FIG. 2 is a bottom view thereof.

FIG. 3 is a diagram showing a temperature difference between a center portion and an end portion of a pressing side measured by changing a length of a connecting side.

FIG. 4 is a perspective view of a conventional thermocompression bonding tool.

FIG. 5 is a temperature distribution diagram of a pressing surface.

[Explanation of symbols]

 10 ... Thermocompression bonding tool 12 ... Power supply terminal 14 ... Pressing side 16 ... Pressing surface 18 ... Connecting side

Claims (1)

[Claims] 1. A plate member is formed in a substantially rectangular frame shape, and one side of this frame is cut out at the center to form a pair of power supply terminals, and a side opposite to these power supply terminals presses a bonded material.

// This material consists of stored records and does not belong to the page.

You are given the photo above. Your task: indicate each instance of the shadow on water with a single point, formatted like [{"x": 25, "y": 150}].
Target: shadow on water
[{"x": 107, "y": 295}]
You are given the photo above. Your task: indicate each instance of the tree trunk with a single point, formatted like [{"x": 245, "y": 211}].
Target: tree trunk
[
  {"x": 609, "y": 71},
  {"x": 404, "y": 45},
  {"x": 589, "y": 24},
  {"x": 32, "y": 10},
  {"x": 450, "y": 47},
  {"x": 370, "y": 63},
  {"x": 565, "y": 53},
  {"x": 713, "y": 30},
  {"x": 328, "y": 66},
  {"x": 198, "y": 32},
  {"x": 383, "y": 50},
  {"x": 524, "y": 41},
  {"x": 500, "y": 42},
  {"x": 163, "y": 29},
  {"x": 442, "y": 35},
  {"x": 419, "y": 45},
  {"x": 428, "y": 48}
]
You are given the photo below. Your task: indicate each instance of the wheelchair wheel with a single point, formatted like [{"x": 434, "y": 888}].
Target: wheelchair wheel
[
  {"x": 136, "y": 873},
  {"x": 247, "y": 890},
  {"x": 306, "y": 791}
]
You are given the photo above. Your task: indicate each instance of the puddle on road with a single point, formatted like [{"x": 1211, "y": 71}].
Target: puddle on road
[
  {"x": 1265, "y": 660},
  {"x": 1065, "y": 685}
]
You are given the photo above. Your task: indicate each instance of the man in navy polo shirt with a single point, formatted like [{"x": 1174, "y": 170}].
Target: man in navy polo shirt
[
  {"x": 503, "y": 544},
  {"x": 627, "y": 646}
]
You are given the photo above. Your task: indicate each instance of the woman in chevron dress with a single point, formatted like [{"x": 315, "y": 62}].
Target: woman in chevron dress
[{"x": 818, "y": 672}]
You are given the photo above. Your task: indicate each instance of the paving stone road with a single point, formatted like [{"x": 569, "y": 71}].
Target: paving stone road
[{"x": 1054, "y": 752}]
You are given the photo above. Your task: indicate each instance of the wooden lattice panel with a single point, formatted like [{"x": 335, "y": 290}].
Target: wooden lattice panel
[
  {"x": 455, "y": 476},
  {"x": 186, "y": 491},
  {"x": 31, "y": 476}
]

In the thermocompression bonding tool described above, the thermocompression bonding tool is made of tungsten steel, and each length of two sides connecting the both ends of the pressing side and each of the power supply terminals is substantially equal to the length of the pressing side. A thermocompression bonding tool, characterized in that the cross-sectional areas of these respective sides are formed to be substantially equal, and each part except the power supply terminal is covered with a non-solder adherend.